Lawmaker Charles Mok Nai-kwong claimed that several pro-democracy electors have been receiving telephone calls from either the China Liaison Office, or “intermediaries familiar with the Chinese side,” campaigning for Lam. However, the former chief secretary said on Thursday that she had no power to prevent Beijing’s “visible hand” from canvassing votes for her.

Mok said that if he was running in an election himself, and groups who were not supposed to canvass votes were helping him, he would lodge a complaint with the Electoral Affairs Commission, Hong Kong’s election watchdog. He would also publicly request the groups to cease their activities.
“I think this is a viewpoint, or part of common sense, that should be shared by anyone who has run in an election on any level,” he said.
He also added that the 300 pro-democracy members of the Election Committee – Hong Kong’s 1,200-member electoral college which votes for the next chief executive – were not the main targets of Beijing’s alleged vote-canvassing. Yet some of them received calls anyway.
Calls for donations
Earlier, electors from the pro-Beijing camp claimed to have received calls asking them to vote for Lam, including lawmakers Michael Tien Puk-sun of the New People’s Party and Felix Chung Kwok-pan of the Liberal Party. Local media speculated the calls were from the Liaison Office.

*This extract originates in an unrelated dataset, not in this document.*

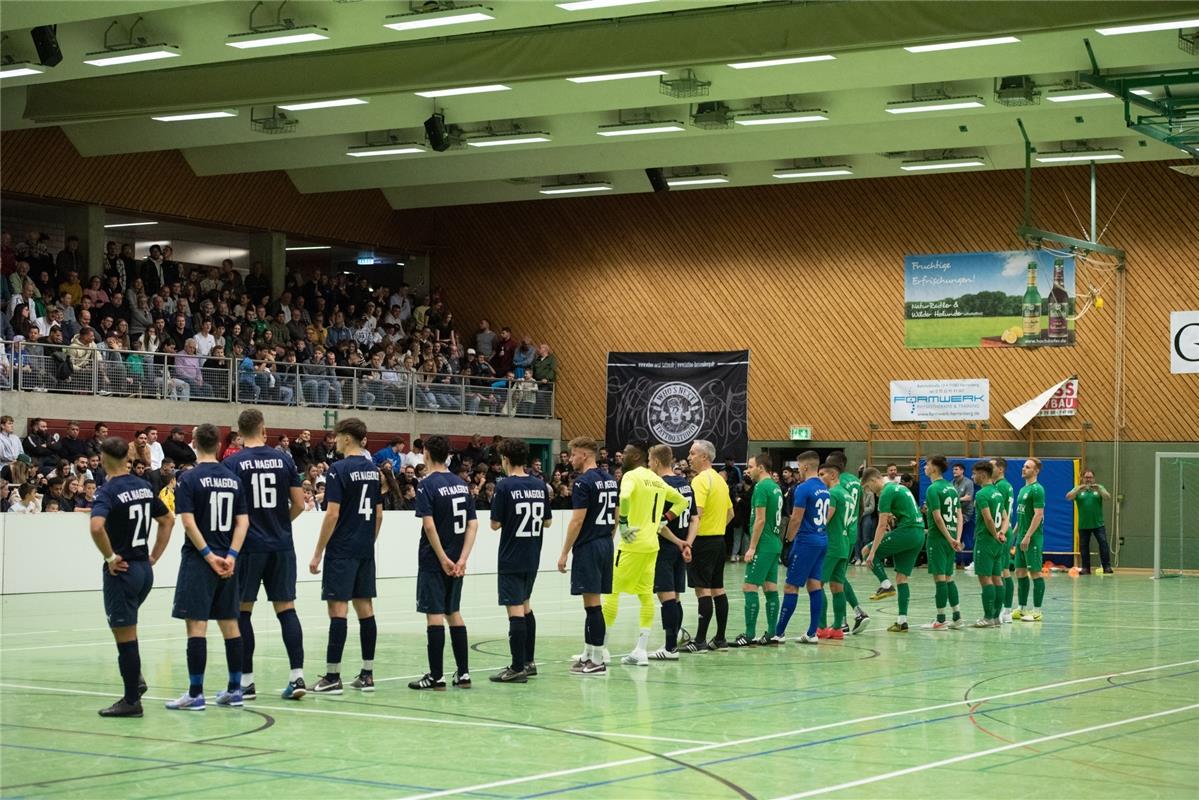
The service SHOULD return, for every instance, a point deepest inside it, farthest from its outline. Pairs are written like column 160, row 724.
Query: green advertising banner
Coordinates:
column 989, row 300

On Thursday, online media HK01 also reported that a Shenzhen-based business association named Harmony Club has been sending text messages to its mainland Chinese members, asking them to donate up to HK$100,000 each to Lam’s campaign.

Democrats 300+
The coalition of pro-democracy electors, known as Democrats 300+, says it will support a chief executive candidate who advocates universal suffrage. The form of universal suffrage, however, should not be limited by the so-called “831 decision” of Beijing’s top legislative body in 2014, which stipulates that only two to three candidates would be admitted, following screening by a nominating committee.
Pro-democracy legal sector lawmaker Dennis Kwok Wing-hang said on Thursday that, as far as he knew, pro-democracy electors were more likely to nominate former financial secretary John Tsang Chun-wah or retired judge Woo Kwok-hing as chief executive election candidates. Yet Tsang has endorsed the “831 decision.”
Regina Ip is also standing in the small-circle election scheduled for March 26, 2017.